If you normally suffer from dry eye then you’ll have noticed how much worse it can be in the winter. For those who aren’t plagued all year round, you may have developed dry eye symptoms over the winter without even realising what they were!
Despite being situated in a fairly humid part of the province, winters in Central Alberta are still dryer than the rest of the year. The cold and wind are both factors in why dry eye is worse in winter; let’s take a detailed look at one of winter’s most irritating health problems.
Mandatory plug: we offer dry eye therapy out of both our locations. Over the last almost-20 years we have helped thousands of people from Bonnyville, St. Paul, and rural Alberta enjoy relief from dry eye.
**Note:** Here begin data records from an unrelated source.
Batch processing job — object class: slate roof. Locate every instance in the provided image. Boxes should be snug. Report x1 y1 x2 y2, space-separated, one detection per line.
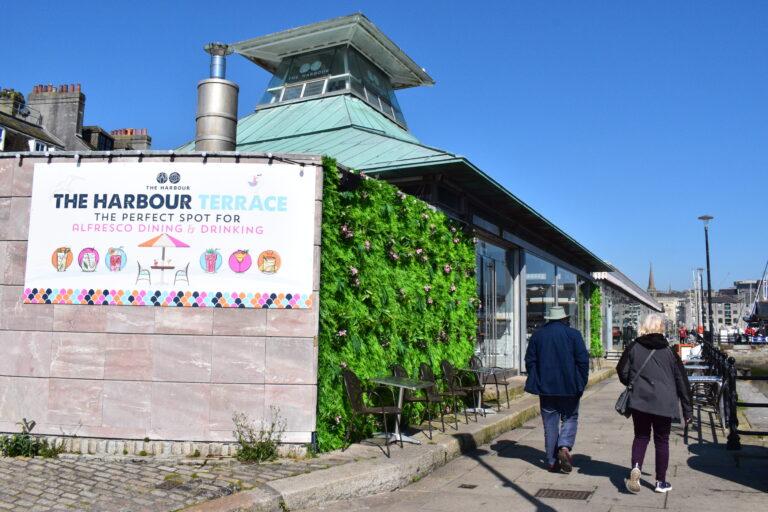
0 112 64 149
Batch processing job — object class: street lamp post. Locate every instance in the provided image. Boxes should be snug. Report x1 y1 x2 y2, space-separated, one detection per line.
696 268 707 336
699 215 715 344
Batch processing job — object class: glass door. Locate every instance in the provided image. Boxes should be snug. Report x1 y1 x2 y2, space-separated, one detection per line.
477 242 517 368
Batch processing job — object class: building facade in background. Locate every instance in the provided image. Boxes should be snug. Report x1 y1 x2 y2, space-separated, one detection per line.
0 84 152 152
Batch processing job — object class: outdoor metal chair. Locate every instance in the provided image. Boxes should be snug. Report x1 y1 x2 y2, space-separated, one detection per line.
469 356 509 412
392 363 445 439
341 368 403 457
173 263 189 286
440 359 483 424
690 376 725 430
134 261 152 286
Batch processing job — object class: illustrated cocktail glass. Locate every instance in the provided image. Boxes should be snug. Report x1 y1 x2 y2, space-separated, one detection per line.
83 252 96 272
109 251 123 272
235 251 248 270
56 249 68 272
205 252 219 274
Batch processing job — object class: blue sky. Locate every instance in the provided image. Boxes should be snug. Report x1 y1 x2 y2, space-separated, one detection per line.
0 0 768 288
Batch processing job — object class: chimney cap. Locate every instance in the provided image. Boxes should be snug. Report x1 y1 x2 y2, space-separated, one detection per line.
203 41 234 57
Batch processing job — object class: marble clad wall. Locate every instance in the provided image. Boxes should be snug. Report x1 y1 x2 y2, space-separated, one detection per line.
0 152 322 443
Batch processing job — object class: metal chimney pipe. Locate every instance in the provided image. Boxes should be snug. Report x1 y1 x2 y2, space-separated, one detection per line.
195 43 240 151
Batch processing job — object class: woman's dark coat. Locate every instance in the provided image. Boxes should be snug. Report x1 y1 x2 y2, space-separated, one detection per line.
616 334 692 421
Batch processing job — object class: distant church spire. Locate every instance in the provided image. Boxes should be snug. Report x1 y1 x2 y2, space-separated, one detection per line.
648 263 656 293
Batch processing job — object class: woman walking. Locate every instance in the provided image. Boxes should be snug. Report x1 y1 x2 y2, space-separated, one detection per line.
616 314 692 493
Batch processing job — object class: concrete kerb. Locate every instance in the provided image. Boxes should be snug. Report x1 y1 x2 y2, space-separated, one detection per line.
184 368 615 512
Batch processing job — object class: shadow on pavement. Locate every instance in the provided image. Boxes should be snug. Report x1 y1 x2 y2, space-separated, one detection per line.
465 441 557 512
688 443 768 492
491 440 653 494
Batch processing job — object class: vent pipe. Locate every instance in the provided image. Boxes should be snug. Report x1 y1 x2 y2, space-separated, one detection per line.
195 43 240 151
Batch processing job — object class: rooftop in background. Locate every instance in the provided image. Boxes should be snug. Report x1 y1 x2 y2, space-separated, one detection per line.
232 13 435 89
592 269 664 313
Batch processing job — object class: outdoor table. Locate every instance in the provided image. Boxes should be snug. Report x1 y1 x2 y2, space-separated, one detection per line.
149 265 176 284
459 366 504 416
371 375 435 444
685 364 712 373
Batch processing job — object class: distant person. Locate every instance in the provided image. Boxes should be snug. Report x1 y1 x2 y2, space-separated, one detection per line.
525 306 589 473
616 315 692 493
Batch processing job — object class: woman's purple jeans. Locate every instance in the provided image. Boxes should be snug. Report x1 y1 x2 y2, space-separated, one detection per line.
632 409 672 482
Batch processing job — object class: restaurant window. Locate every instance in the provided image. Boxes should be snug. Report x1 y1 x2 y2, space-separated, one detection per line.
525 252 555 337
472 215 499 235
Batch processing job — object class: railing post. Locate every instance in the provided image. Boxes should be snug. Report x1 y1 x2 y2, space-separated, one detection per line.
725 357 741 450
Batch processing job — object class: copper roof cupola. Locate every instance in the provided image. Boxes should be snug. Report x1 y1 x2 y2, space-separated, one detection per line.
232 14 434 127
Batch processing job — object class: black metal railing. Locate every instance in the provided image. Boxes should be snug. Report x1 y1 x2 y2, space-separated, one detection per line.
702 343 768 450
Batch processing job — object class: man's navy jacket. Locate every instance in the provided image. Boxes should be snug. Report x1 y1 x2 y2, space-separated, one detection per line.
525 321 589 396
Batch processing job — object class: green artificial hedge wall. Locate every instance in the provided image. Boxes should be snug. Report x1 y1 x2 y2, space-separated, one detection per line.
589 287 603 357
317 158 479 451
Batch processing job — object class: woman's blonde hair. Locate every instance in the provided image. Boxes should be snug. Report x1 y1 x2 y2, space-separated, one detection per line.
640 313 664 336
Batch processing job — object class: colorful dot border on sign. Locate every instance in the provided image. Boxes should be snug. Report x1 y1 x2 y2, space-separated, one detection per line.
23 287 312 309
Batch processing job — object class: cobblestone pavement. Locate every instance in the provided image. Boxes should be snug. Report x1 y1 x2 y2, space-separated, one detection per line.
0 456 348 512
304 378 768 512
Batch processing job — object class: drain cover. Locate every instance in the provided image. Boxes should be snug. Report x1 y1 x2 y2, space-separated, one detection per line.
536 489 593 500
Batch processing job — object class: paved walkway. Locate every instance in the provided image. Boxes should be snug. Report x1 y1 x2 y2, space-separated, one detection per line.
0 457 348 512
298 378 768 512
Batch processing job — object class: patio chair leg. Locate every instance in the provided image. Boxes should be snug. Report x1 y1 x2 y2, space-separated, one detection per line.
341 415 355 451
453 396 459 430
437 402 445 433
381 412 389 458
426 402 432 439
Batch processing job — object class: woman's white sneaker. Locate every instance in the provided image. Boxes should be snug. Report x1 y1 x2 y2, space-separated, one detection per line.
627 464 642 494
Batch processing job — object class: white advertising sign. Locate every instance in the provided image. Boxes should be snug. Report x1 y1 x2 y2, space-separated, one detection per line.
24 162 315 308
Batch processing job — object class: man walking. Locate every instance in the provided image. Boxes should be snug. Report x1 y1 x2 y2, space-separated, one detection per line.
525 306 589 473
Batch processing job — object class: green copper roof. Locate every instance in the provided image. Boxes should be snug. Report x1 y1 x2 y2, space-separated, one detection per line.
179 94 612 271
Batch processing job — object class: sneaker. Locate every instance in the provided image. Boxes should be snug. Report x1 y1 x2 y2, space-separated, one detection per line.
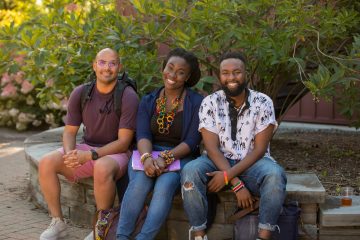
84 231 94 240
40 218 67 240
194 235 208 240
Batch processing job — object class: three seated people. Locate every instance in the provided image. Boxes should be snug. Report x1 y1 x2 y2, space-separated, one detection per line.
39 48 286 240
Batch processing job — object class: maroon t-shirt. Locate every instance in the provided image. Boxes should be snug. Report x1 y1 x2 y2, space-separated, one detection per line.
65 85 139 147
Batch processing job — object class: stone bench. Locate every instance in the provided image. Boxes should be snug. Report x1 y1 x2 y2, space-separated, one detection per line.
24 128 325 239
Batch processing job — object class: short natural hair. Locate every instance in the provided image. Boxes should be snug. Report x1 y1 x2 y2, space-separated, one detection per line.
219 51 246 66
162 48 201 87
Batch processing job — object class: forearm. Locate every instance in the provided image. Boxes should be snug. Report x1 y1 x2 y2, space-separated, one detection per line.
96 139 130 157
171 142 191 159
63 131 76 154
206 148 231 171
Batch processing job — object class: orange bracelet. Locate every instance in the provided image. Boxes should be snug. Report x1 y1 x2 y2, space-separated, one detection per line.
223 171 229 185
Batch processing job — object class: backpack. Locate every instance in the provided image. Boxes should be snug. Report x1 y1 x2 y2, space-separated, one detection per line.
80 72 137 118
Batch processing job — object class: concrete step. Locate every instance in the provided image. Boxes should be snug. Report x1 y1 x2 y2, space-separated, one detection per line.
320 196 360 227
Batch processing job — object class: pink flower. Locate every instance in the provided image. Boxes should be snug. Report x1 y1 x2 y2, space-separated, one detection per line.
14 71 25 84
60 98 69 111
1 83 16 97
65 3 78 12
45 78 54 88
20 80 34 94
13 54 26 65
1 72 11 86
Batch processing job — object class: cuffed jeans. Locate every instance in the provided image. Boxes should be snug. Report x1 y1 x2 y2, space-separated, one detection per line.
116 147 191 240
181 155 286 231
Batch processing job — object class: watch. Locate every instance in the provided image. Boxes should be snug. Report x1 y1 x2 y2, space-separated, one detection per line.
90 149 99 160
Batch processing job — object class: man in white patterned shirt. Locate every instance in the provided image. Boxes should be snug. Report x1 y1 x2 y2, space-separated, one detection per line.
181 52 286 240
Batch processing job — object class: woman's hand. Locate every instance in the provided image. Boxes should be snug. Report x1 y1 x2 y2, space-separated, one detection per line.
144 157 156 177
235 187 255 210
154 156 167 176
206 171 225 192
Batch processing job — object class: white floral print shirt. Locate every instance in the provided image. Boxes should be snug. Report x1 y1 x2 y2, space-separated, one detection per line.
199 89 277 161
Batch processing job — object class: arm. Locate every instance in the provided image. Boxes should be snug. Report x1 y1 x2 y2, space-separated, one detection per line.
201 124 274 208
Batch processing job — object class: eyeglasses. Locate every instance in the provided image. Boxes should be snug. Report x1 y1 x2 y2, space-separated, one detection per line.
96 60 119 68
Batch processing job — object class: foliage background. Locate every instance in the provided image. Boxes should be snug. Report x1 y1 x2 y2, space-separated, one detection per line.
0 0 360 130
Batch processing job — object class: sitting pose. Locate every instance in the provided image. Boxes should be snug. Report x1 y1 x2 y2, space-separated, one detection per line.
117 48 203 240
39 48 139 240
181 52 286 240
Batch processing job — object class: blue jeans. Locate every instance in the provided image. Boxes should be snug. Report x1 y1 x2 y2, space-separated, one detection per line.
181 155 286 231
116 146 191 240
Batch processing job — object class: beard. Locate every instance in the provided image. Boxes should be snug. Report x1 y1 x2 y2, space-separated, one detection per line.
221 82 246 97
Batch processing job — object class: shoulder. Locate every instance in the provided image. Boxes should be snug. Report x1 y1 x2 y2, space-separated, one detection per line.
141 88 162 102
71 84 86 94
124 86 138 99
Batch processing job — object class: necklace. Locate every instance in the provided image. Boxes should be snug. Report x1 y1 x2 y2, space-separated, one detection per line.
156 88 184 134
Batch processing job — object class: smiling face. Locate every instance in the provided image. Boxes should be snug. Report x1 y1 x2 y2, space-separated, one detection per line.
93 48 121 85
219 58 246 97
163 56 190 90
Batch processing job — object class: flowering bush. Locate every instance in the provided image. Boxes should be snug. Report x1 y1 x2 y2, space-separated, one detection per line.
0 51 67 131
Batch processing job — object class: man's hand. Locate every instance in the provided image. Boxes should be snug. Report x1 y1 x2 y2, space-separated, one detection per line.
144 157 156 177
206 171 225 192
235 187 255 209
63 149 91 168
63 149 81 168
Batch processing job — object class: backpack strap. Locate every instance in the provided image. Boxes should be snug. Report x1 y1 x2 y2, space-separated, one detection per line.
80 73 96 112
114 72 136 118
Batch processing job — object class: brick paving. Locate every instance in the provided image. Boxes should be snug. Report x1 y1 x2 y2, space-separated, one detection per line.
0 128 90 240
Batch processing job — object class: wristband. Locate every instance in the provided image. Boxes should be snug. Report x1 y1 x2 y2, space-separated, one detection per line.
223 171 229 185
140 153 152 165
231 181 245 193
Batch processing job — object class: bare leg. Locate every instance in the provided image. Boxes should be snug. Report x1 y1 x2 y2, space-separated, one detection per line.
39 151 73 219
194 230 206 237
259 229 271 239
94 157 121 209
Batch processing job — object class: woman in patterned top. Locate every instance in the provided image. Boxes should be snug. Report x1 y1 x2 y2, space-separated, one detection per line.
117 48 203 240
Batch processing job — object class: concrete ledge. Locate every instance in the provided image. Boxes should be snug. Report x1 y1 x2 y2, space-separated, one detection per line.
25 125 325 236
320 196 360 227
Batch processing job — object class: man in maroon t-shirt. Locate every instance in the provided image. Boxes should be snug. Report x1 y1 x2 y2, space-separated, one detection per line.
39 48 139 240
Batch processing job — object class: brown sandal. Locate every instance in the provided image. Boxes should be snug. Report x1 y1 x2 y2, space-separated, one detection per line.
228 198 260 223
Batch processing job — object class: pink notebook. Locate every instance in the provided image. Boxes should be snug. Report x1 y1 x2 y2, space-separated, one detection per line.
131 150 180 171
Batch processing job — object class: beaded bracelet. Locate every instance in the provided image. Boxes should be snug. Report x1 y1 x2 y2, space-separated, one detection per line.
160 150 175 165
140 153 152 165
231 181 245 193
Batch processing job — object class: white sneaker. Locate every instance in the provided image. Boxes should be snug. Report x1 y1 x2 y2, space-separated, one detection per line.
40 218 67 240
194 235 208 240
84 231 94 240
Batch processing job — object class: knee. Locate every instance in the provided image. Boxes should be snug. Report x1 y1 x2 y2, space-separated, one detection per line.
38 156 56 176
181 162 201 183
94 161 116 181
265 166 286 188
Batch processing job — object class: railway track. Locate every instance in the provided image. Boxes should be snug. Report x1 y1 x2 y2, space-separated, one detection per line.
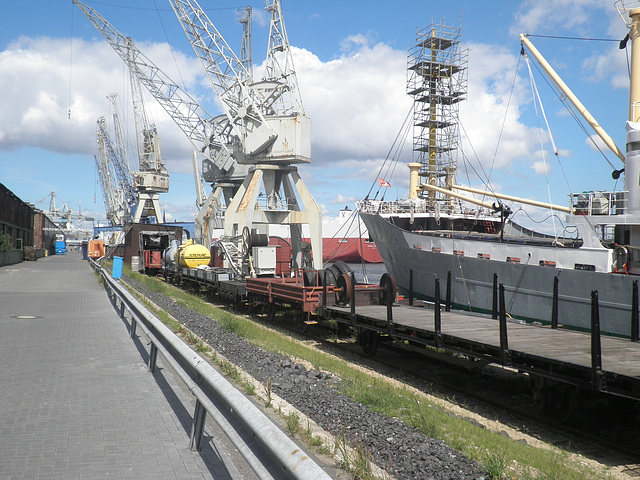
130 272 640 476
262 308 640 477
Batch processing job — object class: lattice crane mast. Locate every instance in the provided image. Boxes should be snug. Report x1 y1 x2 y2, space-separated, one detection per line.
169 0 322 269
74 0 249 240
128 38 169 222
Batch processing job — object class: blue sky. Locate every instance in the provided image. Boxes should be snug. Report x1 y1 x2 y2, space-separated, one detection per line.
0 0 628 231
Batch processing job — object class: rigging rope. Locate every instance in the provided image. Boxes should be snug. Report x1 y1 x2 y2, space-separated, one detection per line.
524 51 560 240
364 104 413 200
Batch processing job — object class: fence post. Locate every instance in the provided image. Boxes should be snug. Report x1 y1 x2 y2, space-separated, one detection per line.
129 317 138 339
433 275 442 348
386 272 396 337
409 268 413 307
551 276 560 328
444 270 451 312
499 283 511 365
491 273 498 320
349 272 356 325
631 280 640 342
189 399 207 452
591 290 602 390
148 342 158 372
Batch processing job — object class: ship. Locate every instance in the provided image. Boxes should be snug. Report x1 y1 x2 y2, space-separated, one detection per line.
269 206 382 263
357 5 640 340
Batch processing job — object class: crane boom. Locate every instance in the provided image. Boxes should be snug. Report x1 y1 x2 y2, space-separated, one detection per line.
169 0 277 158
264 0 305 115
73 0 247 184
96 117 137 226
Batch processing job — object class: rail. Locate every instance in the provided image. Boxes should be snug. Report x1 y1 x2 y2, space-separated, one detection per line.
89 259 330 480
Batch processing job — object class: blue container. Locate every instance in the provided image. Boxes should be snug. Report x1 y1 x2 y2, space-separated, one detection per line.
111 257 122 280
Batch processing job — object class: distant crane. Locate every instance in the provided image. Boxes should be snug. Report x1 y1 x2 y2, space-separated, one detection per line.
96 93 139 226
74 0 322 268
128 38 169 223
169 0 322 269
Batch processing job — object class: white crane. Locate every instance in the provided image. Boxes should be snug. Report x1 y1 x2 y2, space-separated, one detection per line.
96 93 139 226
74 0 249 244
128 38 169 223
74 0 322 268
169 0 322 269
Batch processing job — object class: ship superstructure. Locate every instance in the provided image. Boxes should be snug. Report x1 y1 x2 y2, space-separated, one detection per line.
358 6 640 336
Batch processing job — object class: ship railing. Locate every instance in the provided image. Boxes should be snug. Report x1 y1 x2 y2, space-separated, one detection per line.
569 192 627 215
356 199 484 216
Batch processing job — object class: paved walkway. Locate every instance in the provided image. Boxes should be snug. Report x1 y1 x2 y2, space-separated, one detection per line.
0 252 244 479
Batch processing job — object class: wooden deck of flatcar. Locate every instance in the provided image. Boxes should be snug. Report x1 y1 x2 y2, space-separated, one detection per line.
323 305 640 399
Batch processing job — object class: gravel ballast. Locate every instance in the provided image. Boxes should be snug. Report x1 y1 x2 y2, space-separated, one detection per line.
127 279 485 480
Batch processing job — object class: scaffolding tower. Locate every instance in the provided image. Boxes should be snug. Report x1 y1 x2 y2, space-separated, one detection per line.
407 22 468 206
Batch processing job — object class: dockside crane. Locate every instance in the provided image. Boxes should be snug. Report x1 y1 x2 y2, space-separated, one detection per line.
74 0 322 268
94 117 131 227
128 38 169 223
169 0 322 269
96 93 138 226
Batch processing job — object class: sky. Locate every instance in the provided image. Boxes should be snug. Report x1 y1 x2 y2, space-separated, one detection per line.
0 0 628 232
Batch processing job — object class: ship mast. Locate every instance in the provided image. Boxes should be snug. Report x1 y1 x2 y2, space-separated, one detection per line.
407 23 468 209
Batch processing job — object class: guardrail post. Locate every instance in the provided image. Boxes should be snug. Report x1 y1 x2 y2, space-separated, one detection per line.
491 273 498 320
129 317 138 338
444 270 451 312
349 272 356 325
631 280 640 342
499 283 511 365
189 399 207 452
433 276 442 348
409 268 413 307
591 290 602 390
386 281 396 337
551 276 560 328
148 342 158 372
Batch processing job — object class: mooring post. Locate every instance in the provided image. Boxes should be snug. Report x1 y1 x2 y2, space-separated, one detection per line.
189 399 207 452
631 280 640 342
551 276 560 328
444 270 451 312
498 283 511 365
591 290 602 390
491 273 498 320
433 275 442 348
409 268 413 307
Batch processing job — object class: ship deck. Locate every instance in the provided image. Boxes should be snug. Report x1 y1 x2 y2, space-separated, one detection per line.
323 304 640 399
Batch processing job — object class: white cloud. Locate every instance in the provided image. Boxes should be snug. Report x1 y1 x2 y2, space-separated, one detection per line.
511 0 615 35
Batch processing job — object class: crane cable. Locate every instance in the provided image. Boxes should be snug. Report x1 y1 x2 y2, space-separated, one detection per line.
524 52 566 240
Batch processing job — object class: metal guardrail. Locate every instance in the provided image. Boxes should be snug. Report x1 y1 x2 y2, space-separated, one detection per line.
89 259 330 480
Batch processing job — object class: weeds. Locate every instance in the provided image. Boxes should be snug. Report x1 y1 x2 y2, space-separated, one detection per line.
284 412 300 437
264 377 272 408
483 452 508 480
The Main Culprit: The Weather
Our eyes need a good deal of moisture and lubrication to keep rotating around our heads like they do. While the air isn’t as arid as much of North America, the cold wind still whips a lot of the moisture from our eyes.
Without this lubrication, your eye rubs against its socket whenever it moves. Even blinking can be painful and you can’t simply sit without blinking all day: the wind will dry them out even more!
Cool The AC In Your Car
When it’s cold outside, the temptation is to whack on the heating. At home, this will usually come from your furnace and isn’t a problem. In the car (or if you use air-conditioned heating at home) try to:
- Avoid directing the airflow toward your face, and
- Heat the car or room slowly.
These steps will help you get warm without further drying out your eyes.
Office Life Can Get You Down
After the cold journey into work, you’d think the warm and dry office would be a safe place to hide from dry eye. Sadly not.
Sitting facing a computer screen all day has been proven to dry out your eyes and is a common cause of dry eye all year round. When combined with the recycled air from your air-conditioned heating, your eyes could be in serious trouble. Take regular breaks away from any screens to moisten up your eyes.
The Accomplice: Diet
Ever heard of a dehydrated eye? When we think of dehydration, it’s usually with thoughts of dry throats, coughs and light-headedness. In fact, when your body lacks fluid it can affect the amount of moisture available to lubricate your eyes as well.
During winter, your body’s thirst triggers are dulled, meaning that you are less compelled to take on fluids than in warmer months. It’s important to keep drinking water even if you don’t feel thirsty; having a bottle of water by your desk is a great solution.
Want the good news? You can eat your symptoms away! Warm soup or fresh fruit are both excellent ways to hydrate the body, so eat properly and you may notice an improvement in your condition.